PROBLEM LINK:
Practice
Contest: Division 1
Contest: Division 2
Contest: Division 3
Contest: Division 4
Authors: naisheel, jalp1428
Tester: tabr
Editorialist: iceknight1093
DIFFICULTY:
1421
PREREQUISITES:
Observation
PROBLEM:
Alice and Bob play a game with an integer N, taking turns with Alice going first.
On their turn, a player must choose an odd prime factor of N, and subtract it from N.
Whoever cannot move loses.
Find the winner if both play optimally.
EXPLANATION:
Let’s get an edge case out of the way first: if N = 1, Alice cannot make a move at all and loses.
Now, let’s look at N\gt 1.
Let p be an odd prime factor of N.
Then, note that p is also an odd prime factor of N-p, since N is itself a multiple of p.
This allows Bob to win whenever N is even, by just copying Alice!
- If Alice doesn’t have any moves, she loses.
- Otherwise, Alice makes some move and N becomes N-p.
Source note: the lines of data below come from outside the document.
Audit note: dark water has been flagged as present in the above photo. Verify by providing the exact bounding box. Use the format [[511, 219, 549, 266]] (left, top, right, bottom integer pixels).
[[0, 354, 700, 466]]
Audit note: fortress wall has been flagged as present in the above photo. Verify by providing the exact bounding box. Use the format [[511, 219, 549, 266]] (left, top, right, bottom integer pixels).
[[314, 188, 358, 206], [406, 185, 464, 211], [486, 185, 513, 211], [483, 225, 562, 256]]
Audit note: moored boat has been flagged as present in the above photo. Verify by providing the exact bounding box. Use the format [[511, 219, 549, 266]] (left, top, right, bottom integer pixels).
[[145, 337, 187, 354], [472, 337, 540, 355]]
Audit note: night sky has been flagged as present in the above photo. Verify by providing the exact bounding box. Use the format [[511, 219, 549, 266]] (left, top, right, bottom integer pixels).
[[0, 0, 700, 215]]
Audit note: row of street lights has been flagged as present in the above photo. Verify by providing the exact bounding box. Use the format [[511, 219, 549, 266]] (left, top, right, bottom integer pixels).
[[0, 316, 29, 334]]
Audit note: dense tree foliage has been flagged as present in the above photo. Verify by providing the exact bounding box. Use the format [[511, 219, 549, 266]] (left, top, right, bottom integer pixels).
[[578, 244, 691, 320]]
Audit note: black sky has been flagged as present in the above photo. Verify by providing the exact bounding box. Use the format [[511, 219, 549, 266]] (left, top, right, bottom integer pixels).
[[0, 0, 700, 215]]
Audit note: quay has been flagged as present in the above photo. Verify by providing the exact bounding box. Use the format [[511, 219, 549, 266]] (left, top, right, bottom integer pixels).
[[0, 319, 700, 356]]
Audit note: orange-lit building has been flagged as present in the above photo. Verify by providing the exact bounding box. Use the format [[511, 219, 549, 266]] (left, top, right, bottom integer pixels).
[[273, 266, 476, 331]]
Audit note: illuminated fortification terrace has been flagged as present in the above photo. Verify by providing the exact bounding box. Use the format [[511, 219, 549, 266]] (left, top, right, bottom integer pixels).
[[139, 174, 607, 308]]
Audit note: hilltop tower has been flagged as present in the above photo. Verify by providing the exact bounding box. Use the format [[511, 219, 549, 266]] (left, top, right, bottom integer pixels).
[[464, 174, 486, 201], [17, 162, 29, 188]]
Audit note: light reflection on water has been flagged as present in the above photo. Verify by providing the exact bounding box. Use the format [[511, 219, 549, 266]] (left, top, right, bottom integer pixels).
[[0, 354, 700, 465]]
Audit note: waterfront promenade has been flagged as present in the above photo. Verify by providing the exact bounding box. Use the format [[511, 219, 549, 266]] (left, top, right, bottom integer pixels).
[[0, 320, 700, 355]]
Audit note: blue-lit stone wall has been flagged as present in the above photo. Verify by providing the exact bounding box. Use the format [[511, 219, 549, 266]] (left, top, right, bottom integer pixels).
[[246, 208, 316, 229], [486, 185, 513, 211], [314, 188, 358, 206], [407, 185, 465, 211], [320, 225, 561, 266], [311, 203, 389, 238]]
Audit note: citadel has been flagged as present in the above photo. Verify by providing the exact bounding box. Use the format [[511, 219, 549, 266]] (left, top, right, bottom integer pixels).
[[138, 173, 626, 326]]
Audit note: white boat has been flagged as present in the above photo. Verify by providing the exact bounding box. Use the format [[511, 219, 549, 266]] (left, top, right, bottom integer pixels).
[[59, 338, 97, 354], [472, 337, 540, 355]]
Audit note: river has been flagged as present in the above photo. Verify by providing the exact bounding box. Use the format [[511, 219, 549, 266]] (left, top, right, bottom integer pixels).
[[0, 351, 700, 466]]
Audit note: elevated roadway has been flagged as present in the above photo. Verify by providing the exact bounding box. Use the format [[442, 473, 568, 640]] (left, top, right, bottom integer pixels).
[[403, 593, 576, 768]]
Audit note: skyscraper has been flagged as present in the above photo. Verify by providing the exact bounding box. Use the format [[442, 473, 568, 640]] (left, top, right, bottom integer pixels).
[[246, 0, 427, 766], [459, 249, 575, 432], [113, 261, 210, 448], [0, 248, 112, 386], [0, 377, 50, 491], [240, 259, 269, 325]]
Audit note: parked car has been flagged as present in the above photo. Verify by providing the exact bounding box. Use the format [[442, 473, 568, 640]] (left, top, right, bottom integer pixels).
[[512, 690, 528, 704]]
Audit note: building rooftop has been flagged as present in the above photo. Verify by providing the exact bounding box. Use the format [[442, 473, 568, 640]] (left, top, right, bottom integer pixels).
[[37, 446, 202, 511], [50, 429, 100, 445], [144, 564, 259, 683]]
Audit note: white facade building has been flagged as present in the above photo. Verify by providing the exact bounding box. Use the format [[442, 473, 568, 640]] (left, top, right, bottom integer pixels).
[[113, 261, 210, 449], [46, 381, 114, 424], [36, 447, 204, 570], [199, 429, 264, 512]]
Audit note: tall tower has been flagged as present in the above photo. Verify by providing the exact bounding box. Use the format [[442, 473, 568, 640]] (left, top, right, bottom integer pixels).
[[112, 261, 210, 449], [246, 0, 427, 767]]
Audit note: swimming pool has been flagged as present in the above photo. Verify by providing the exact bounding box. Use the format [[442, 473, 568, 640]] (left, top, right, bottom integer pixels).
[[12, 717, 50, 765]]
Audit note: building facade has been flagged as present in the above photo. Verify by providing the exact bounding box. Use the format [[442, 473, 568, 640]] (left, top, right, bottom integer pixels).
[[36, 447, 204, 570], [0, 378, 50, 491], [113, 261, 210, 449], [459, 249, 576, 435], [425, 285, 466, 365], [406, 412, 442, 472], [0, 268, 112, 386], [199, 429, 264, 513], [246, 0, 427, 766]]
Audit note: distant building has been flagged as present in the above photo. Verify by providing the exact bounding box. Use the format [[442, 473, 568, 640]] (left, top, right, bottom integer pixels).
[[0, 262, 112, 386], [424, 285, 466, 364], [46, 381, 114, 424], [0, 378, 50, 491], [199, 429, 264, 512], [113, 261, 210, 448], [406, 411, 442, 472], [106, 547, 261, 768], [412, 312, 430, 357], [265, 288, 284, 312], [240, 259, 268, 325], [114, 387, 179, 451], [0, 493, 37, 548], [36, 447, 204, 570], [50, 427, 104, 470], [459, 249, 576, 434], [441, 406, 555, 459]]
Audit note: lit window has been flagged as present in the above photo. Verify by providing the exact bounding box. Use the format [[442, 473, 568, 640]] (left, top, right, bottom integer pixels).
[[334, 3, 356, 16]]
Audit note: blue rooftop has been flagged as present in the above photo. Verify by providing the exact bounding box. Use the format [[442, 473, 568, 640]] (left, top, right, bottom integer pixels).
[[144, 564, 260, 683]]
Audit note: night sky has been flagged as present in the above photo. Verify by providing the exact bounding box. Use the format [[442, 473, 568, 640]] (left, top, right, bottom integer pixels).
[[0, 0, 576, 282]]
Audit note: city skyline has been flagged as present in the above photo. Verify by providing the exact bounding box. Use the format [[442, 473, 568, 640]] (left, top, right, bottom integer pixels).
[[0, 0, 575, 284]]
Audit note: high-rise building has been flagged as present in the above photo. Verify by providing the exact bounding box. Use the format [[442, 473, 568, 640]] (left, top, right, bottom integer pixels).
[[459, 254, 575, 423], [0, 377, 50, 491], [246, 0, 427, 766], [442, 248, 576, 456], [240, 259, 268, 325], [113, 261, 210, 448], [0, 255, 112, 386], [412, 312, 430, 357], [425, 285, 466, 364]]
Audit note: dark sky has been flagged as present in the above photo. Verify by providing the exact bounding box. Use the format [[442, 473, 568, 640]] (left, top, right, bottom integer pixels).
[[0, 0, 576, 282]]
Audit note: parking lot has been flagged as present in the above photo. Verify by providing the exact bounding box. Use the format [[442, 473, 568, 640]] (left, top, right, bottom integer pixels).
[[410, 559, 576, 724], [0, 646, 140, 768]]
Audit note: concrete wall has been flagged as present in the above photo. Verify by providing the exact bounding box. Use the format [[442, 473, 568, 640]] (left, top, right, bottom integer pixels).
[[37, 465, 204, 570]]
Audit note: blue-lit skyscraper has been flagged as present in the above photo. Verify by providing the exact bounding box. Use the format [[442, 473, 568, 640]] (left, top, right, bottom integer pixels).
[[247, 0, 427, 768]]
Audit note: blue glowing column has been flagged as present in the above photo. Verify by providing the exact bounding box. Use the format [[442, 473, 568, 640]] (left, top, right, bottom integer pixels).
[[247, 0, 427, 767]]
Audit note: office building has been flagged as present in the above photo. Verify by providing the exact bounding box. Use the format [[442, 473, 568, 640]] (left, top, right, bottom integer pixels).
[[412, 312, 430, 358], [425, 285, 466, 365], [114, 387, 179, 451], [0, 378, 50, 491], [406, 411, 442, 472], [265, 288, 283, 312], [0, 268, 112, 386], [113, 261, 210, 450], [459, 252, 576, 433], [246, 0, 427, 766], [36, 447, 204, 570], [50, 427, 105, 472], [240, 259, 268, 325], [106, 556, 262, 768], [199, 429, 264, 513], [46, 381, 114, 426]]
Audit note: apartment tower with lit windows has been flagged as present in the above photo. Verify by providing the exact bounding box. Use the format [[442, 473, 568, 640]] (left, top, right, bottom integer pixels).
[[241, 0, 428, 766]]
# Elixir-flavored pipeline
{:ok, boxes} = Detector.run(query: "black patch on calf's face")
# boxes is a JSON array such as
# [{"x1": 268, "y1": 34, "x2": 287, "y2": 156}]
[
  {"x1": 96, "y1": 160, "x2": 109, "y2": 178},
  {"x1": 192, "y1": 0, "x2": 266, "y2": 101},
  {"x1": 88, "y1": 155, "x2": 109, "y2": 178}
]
Now, since N is even and p is odd, we surely have N-p\gt 0 (since N-p will be odd). - From our earlier observation, p divides N-p so Bob can always make this move, leading to N-2p (which is even).
- This way, Bob can never lose: he can just copy Alice’s move at each step.
This also tells us that Alice can always win when N is odd (and greater than 1), since:
- If N is a prime, Bob will receive N-N=0 and lose.
- Otherwise, N being odd means N always has an odd prime factor p; and Bob will receive N-p which is even.
Now the roles are reversed: after the first move, Alice can copy Bob’s moves and never lose.
This gives us a straightforward solution: Alice wins if N is odd and \gt 1, Bob wins otherwise.
TIME COMPLEXITY
\mathcal{O}(1) per testcase.
CODE:
Editorialist's code (Python)
for _ in range(int(input())):
n = int(input())
print('Alice' if n%2 == 1 and n > 1 else 'Bob')